The American Association of Colleges of Nursing saw the shortage coming years ago — it’s not simply a COVID phenomenon. Aging Baby Boomers need more care, even as the Baby Bust followed it.

Two studies in 2010 forecast a nursing shortage. One of them, by the Robert Wood Johnson Foundation, suggested increasing the number of nurses with four-year degrees by 80% and doubling the number of nurses with Ph.Ds.

Today, the Bureau of Labor Statistics projects that the need for nurses will increase nearly 9% between 2019 and 2029, to nearly 3.4 million, up to 195,000 openings a year.

The University of St. Augustine for Health Sciences projects that America will need 1.2 million new registered nurses by 2030.

UNPRECEDENTED TIMES

“It was definitely scary at first — just the unknown,” Auffhammer said. “Sitting in 2020, not knowing when it’s ever going to end, not knowing what your career would look like or what it’s going to be like in general, how healthcare and treatment were going to change.”

At the start of the pandemic, healthcare workers teamed up to help other departments.

“We were only going urgent, emergency surgeries at one point, so we had a very limited staff,” Fox said. “The first wave of COVID was hard and stressful, and we were deployed down to the floors to help out. It was great to go down to help all the nurses during this battle and show they weren’t by themselves, that they had extra help.”

After graduation, Auffhammer chose to join the Guthrie Cortland Medical Center’s staff, knowing there would be support for new nurses.

“Everyone in the building is highly trained, and the level of communication between departments is unparalleled,” said Steve Osterhaus, communications coordinator for the hospital. “It’s something I have never seen before, to make sure everyone receives high-level quality care.”

TC3 OFFERS FLEXIBLE NURSING PROGRAM

Two years ago, Guthrie partnered with Tompkins Cortland Community College to create the college’s first evening nursing program. The first cohort of 20 nursing students graduated in December.

They received the same training as nurses in a daytime program, but scheduled and structured to appeal to non-traditional students.

It was a success, Professor Kim Sharpe, chairwoman of the college’s nursing program, said in December, despite classes beginning shortly before the start of the coronavirus pandemic.

Enough of a success that the program is expanding, the college announced in December. Ten more evening students will be supported by Cayuga Medical Center.

Like the Guthrie-sponsored students, the students will do their clinical work at their sponsored organizations as they do classroom work in Dryden. It builds a pipeline for the future.

FINDING HER PLACE

Auffhammer and the other recent graduates went through a series of rotations, spending a few weeks in different departments throughout the hospital, and she was later matched with the emergency department.

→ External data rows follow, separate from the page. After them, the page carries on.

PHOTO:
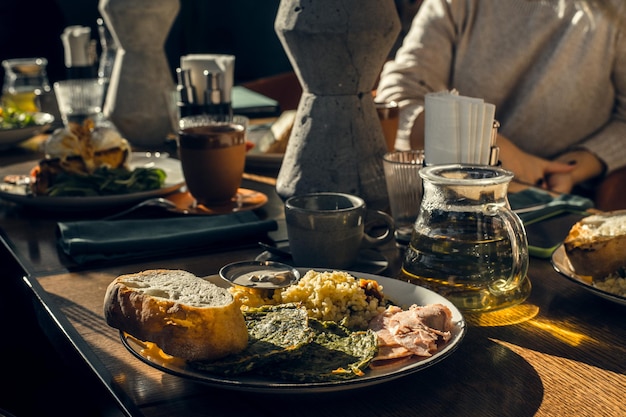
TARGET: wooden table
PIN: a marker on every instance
(562, 352)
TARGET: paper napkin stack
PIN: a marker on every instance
(458, 129)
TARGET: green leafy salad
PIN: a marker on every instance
(104, 181)
(14, 119)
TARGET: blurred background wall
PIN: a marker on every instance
(244, 28)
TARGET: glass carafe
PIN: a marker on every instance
(466, 243)
(25, 82)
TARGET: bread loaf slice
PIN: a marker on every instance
(596, 245)
(184, 315)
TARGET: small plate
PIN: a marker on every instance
(11, 137)
(244, 200)
(369, 260)
(260, 275)
(400, 292)
(563, 266)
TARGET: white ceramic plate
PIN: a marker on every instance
(399, 292)
(11, 137)
(562, 265)
(173, 181)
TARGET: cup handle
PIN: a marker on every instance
(376, 219)
(519, 248)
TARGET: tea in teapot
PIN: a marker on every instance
(466, 243)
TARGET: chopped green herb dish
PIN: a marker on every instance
(104, 181)
(15, 119)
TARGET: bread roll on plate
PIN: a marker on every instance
(184, 315)
(596, 245)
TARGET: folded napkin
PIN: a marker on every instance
(457, 129)
(88, 241)
(542, 204)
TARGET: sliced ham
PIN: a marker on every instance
(418, 331)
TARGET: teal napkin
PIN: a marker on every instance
(546, 203)
(98, 240)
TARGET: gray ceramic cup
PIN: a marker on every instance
(328, 230)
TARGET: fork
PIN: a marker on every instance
(151, 202)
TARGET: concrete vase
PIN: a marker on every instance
(139, 92)
(337, 49)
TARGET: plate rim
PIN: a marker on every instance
(108, 201)
(561, 264)
(280, 387)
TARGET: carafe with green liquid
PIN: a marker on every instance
(466, 243)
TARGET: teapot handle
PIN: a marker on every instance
(519, 249)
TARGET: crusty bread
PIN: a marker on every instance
(596, 245)
(186, 316)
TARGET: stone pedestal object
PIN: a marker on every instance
(141, 84)
(337, 49)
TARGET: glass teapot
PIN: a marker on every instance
(466, 242)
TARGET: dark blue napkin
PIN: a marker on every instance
(98, 240)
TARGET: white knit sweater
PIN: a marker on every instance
(555, 69)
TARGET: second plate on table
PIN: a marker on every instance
(244, 200)
(562, 265)
(11, 137)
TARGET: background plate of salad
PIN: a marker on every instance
(19, 192)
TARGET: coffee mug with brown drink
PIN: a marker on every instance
(212, 155)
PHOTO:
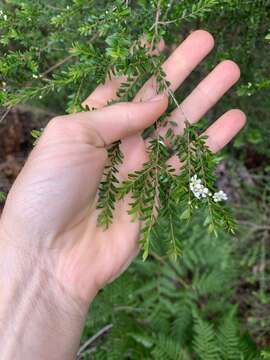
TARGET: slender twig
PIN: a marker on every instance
(155, 26)
(93, 339)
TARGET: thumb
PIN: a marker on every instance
(117, 121)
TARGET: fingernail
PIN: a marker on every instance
(157, 98)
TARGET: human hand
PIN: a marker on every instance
(50, 213)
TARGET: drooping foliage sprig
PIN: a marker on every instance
(115, 39)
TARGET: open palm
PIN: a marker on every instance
(53, 201)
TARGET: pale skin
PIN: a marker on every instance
(53, 257)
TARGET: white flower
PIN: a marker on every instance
(219, 196)
(198, 189)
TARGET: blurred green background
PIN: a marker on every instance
(214, 302)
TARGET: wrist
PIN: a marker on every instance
(36, 312)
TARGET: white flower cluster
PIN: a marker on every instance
(219, 196)
(200, 191)
(2, 15)
(4, 84)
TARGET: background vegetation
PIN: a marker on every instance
(214, 302)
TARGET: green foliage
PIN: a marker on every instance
(108, 189)
(174, 309)
(214, 301)
(101, 46)
(2, 196)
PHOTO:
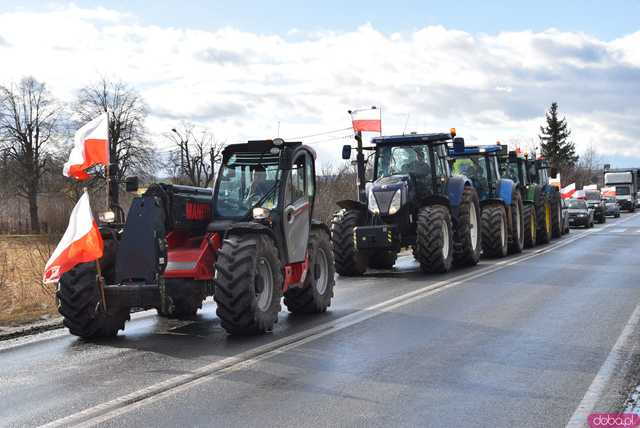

It can sound scary, but Auffhammer said she can handle the pressure and is constantly learning.

As a new hire, Auffhammer saw firsthand how the nursing shortage was affecting the hospital.

“In a way, it’s a really great time to come into nursing — there are so many things to learn and I feel like the staff appreciates the nurses coming on because they need the help more than ever,” Auffhammer said. “It’s very rewarding, and everyone really appreciates nurses now more than ever.”

“The reward of nursing is so much better than the stress and emotions going through your head right now,” Auffhammer said. “Peers in the department – it’s like a family connection. We all appreciate each other — between our staff, our bosses, our doctors — we’re all going through the same struggles but I think we’re doing great.”

The Associated Press contributed to this report.